Purpose: The objective of the study was to assess longitudinal effects of different osteoporosis treatments on TBS and aBMD at lumbar spine.
Method: We analyzed 390 patients (men: 72; women: 318; age>40 years; mean follow-up of 20 months and BMI<37 kg/m(2)). We stratified the cohort by treatments: Naive of treatment (Naive, n=67), Calcium and Vitamin D (CaVitD, n=87), Testosterone (Te, n=36), Alendronate (AL, n=88), Risedronate (Ri, n=39), Denosumab (Dmb, n=43) and Teriparatide (PTH, n=30). The follow-up changes from baseline were normalized at 24 months.
Results: After 24 months, Naive group TBS decreased by 3.1% (p<0.05) whereas a non-significant increase was observed for spine aBMD (Δ=+0.5%).

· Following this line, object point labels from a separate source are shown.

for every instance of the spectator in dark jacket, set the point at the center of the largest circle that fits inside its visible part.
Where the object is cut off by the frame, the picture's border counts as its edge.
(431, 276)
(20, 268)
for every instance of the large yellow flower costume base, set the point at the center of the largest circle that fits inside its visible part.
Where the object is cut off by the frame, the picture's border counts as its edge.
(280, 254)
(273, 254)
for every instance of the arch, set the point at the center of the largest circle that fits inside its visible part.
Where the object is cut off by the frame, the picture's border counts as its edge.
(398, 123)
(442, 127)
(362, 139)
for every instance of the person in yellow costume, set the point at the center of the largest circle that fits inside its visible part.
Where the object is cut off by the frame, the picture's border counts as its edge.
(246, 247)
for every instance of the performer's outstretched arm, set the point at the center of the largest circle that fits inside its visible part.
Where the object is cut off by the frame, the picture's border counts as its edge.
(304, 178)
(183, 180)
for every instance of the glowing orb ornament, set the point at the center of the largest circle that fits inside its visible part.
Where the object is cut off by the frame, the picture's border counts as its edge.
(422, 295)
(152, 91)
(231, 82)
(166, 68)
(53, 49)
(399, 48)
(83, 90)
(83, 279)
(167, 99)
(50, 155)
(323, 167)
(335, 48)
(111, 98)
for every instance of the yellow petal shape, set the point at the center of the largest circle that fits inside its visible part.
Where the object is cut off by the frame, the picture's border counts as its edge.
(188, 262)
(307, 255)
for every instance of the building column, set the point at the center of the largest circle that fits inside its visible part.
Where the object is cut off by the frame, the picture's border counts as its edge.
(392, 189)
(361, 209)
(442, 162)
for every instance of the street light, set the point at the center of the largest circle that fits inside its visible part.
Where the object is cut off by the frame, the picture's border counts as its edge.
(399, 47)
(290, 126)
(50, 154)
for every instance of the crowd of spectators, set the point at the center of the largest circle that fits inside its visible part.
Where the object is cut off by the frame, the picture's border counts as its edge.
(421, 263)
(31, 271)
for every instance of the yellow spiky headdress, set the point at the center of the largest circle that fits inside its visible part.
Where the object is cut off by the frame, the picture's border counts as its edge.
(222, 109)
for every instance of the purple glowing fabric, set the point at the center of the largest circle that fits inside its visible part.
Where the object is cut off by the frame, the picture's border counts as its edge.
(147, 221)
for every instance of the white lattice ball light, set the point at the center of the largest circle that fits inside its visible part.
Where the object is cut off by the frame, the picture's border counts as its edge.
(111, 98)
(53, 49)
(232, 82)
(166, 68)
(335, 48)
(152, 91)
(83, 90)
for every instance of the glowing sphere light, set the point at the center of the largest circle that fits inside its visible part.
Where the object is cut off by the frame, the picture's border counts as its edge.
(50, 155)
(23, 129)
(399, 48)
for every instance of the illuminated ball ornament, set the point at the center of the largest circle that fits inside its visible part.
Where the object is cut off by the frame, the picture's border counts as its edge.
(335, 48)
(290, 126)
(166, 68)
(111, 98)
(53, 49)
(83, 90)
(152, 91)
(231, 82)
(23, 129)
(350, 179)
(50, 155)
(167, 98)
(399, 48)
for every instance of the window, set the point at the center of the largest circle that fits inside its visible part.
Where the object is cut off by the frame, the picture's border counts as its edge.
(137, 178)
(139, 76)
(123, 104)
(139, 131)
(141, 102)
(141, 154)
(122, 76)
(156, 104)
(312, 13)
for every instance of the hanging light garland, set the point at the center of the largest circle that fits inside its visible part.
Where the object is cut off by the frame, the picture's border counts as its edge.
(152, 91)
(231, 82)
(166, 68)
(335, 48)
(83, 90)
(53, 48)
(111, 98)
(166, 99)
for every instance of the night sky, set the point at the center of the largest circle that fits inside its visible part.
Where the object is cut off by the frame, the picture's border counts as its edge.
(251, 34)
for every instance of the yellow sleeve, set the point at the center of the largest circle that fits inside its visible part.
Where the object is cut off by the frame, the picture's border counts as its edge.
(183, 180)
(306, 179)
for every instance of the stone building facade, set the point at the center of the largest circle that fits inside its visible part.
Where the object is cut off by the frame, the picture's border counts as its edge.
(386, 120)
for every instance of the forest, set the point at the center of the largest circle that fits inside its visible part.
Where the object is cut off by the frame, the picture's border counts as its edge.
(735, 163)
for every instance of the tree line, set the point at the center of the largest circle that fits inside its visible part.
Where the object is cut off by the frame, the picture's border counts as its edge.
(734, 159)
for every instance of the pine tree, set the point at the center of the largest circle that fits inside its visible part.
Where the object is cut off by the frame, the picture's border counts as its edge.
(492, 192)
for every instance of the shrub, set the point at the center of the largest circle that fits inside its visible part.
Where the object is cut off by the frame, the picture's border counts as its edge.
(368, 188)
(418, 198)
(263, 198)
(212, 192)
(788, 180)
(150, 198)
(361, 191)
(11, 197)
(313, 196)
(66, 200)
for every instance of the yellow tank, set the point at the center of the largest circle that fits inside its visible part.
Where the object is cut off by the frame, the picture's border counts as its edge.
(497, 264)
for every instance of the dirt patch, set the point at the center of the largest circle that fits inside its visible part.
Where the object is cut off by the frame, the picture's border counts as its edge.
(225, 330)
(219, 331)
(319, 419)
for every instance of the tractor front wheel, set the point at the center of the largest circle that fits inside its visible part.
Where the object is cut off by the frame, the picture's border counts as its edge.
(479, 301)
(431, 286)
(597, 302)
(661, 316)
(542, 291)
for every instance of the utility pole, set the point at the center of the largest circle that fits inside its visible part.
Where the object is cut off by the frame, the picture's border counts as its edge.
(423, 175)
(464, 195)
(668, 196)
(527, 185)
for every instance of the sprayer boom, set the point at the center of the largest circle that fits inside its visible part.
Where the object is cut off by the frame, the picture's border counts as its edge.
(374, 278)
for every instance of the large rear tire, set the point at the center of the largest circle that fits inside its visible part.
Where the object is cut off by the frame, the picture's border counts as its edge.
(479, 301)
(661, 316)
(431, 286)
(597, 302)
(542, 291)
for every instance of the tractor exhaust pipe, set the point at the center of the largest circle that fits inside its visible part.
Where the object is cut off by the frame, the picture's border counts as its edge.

Compared to the Naive group, significant improvement (p<0.05) was observed in both TBS and aBMD for Te, AL, Ri, Dmb and PTH groups and in the CaVitD group for TBS. At the end of the follow-up, significant improvement have been observed for aBMD in Te (+4.4%), AL (+4.1%), Ri (+4.8), D (+8.8%) and PTH (+8.8%) groups. Significant improvement was observed only in the AL (+1.4%), Dmb (+2.8%) and PTH (+3.6%) groups for TBS.
Conclusion: As expected, TBS of Naive subjects decreased with age. As expected a TBS preservation has been observed under AL and Ri. Te and CaVitD effects on TBS were evaluated for the first time: a similar preservation effect has been observed. A significant TBS increase was observed under Denosumab and PTH. TBS could be a useful tool to monitor treatment effects.
Keywords: Bone microarchitectural texture; Bone mineral density; Osteoporosis treatments; TBS (trabecular bone score).